A substance called a polymer usually used to make fuel cells can “remember” up to four different shapes, and revert to each one at different temperatures, according to new research.
The polymer, or others like it, could be used in fields ranging from biomedical engineering to space exploration.
Perfluorosulphonic acid ionomer (PFSA) is what’s known as a shape memory polymer. A polymer is a substance made mostly of repeating identical or similar molecules.
The chemical structure of shape memory polymers allows them to “memorize” shapes under certain conditions of heat, magnetism or moisture. The next time they’re exposed to those conditions, the polymers revert back to the memorized shapes.
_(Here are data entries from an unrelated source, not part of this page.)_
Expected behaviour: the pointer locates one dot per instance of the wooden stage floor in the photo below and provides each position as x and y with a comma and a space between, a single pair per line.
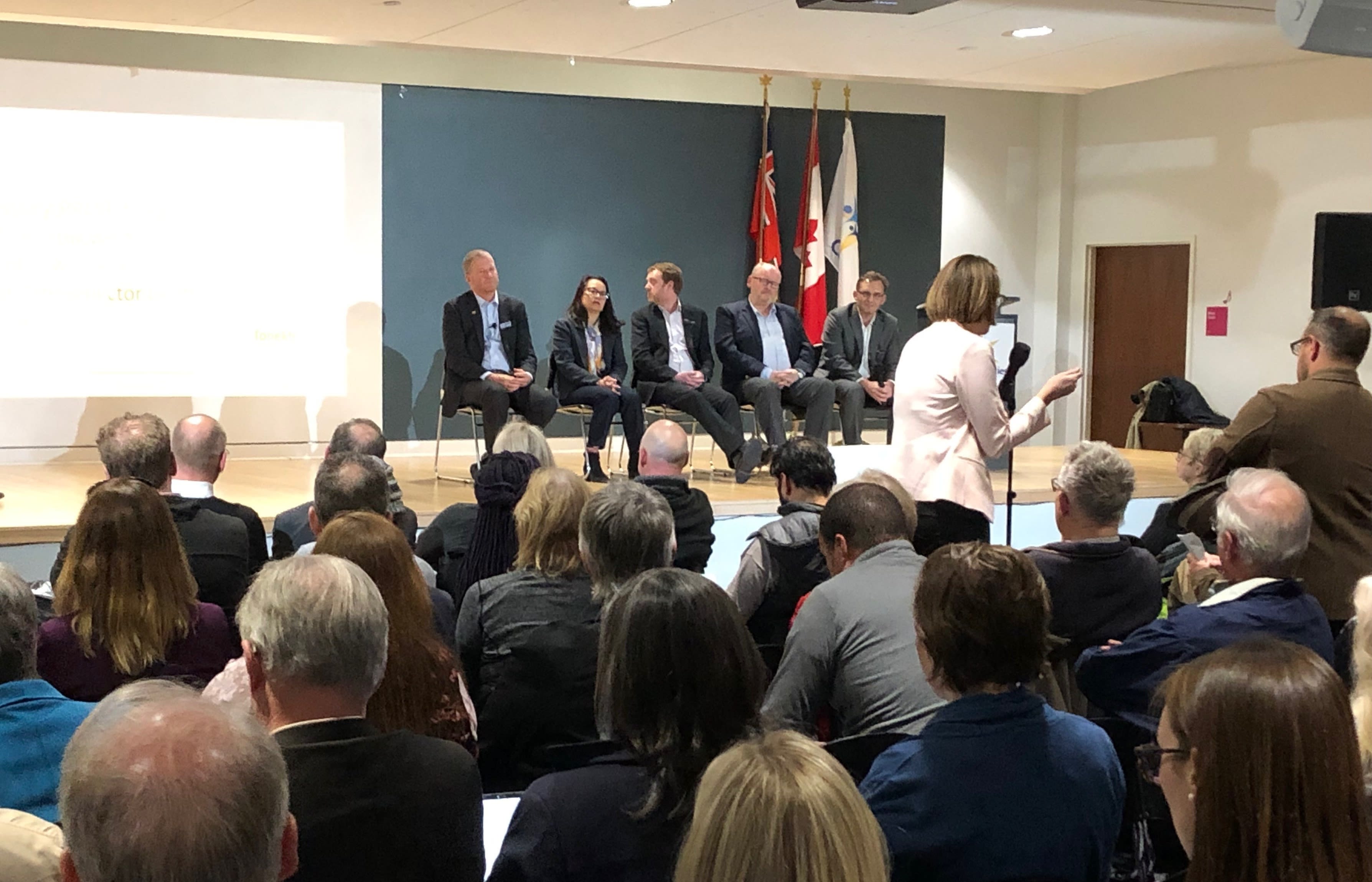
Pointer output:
43, 501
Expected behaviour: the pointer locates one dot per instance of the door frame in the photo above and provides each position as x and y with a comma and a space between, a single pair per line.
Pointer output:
1090, 319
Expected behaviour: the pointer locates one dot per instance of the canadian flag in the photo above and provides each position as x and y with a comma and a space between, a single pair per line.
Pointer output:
810, 242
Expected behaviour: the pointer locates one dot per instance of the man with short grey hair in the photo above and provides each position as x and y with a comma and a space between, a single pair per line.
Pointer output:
369, 804
162, 786
1102, 585
1263, 522
36, 720
625, 530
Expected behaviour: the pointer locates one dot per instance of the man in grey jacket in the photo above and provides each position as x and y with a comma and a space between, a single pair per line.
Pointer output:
853, 645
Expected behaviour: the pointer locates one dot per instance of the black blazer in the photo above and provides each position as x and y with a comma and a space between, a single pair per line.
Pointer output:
652, 348
374, 806
464, 342
843, 345
569, 349
740, 342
Shape-memory polymers have been commercially available for decades in the form of insulation for wiring and other industrial uses. Some have been tested for use in medical devices, such as stents that can shape-shift inside blood vessels to clear clots. NASA has considered shape-memory polymers as a way to fold up antennas for launch and then unfold them in space.
But until now, shape-memory polymers have only been able to hold two or three shapes total, and those shapes must be manipulated at certain temperatures.
A memory for shapes
But PFSA is different, said Tao Xie, a research scientist at General Motors and lead author of the new study.
It can hold up to four different shapes, including its original form. And as long as the gap between each temperature is large enough, each shape can be assigned to a temperature of the manufacturer’s choice.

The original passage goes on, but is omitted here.